E’ vero i cittadini sono pronti (per la prima volta in Italia le vendite della bici hanno superato quelle delle auto) mentre i nostri amministratori tardano ancora ad accorgersi che il mondo sta cambiando ed altre “Caterina”, purtroppo, pagheranno con la propria vita l’impreparazione di saper guardare avanti
dei nostri politici locali e nazionali!
le bici a pescara sono oggetti da asfaltare, per dirla con Renzi. Un anno fa una sportellata mi ha spedita in ospedale, mesi sulle stampelle, un intervento e adesso un altro (ma per fortuna sono viva). Ma pochi giorni fa, in via Nicola Fabrizi, l’episodio più emblematico: un bus della linea 15 mi ha tamponata!!!! perchè, ha detto l ‘autista, procedevo al centro della strada….io sì forse non pedalavo attaccata alla corsia di destra, per paura di nuove sportellate, ma quel tizio si è sentito in diritto di punirmi venendomi addosso col suo bus. questo è il rapporto che c’è a pescara tra automobilisti, o autisti di mezzi pubblici, e il ciclista. per la cronaca non sono caduta, e questo è stato un miracolo.
Questa estate ho fatto un viaggio nelle capitali del nord europa……..mi sembrava di sognare!!!!STRADE CICLABILI OVUNQUE CHE CORREVANO DI FIANCO ALLE STRADE PERCORSE DALLE MACCHINE,SEMAFORI SPECIFICI PER LE BICI AL FIANCO DI QUELLI PER LE AUTOMOBILI,MULTE SALATISSIME(DA 1500 A 3000 EURO)PER I PEDONI CHE OCCUPAVANO PISTE CICLABILI e la filosofia del divieto di costruire parcheggi per le macchine, per incrementare l’uso della mobilità alternativa.In Italia quando cominceranno a circolare queste idee tra le pubbliche amministrazioni?
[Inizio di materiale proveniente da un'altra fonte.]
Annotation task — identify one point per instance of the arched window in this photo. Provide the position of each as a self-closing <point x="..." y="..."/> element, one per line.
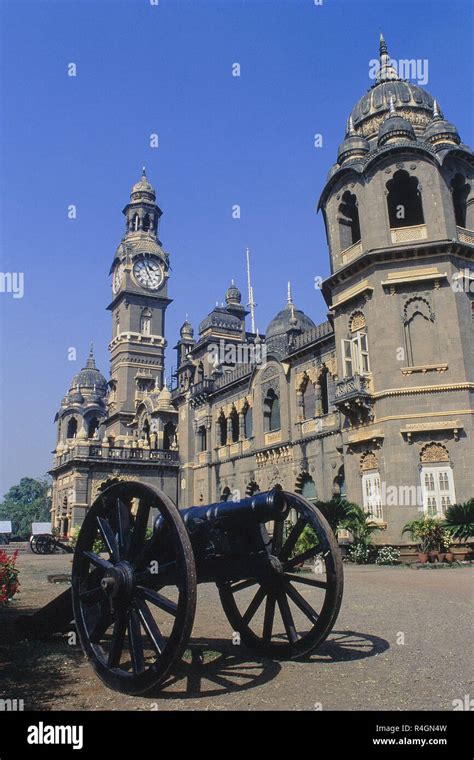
<point x="323" y="384"/>
<point x="248" y="422"/>
<point x="308" y="489"/>
<point x="92" y="427"/>
<point x="405" y="208"/>
<point x="145" y="322"/>
<point x="169" y="436"/>
<point x="348" y="217"/>
<point x="234" y="418"/>
<point x="252" y="488"/>
<point x="460" y="190"/>
<point x="202" y="438"/>
<point x="72" y="428"/>
<point x="309" y="400"/>
<point x="420" y="334"/>
<point x="222" y="428"/>
<point x="271" y="411"/>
una città amica è quella in cui gli amministratori locali,hanno il dovere morale di assumersi le proprie responsabilità e prendere posizioni chiare.Qui oggi invece ci troviamo difronte ad un’altra morta innocente caduta in strada,lo trovo vergognoso,si parla da decenni di rendere più vivibile la nostra Pescara,utilizzo di bici,piste ciclabili,parcheggi di scambio,purtroppo queste sono argomentazioni che non portano consensi elettorali!!!!!!!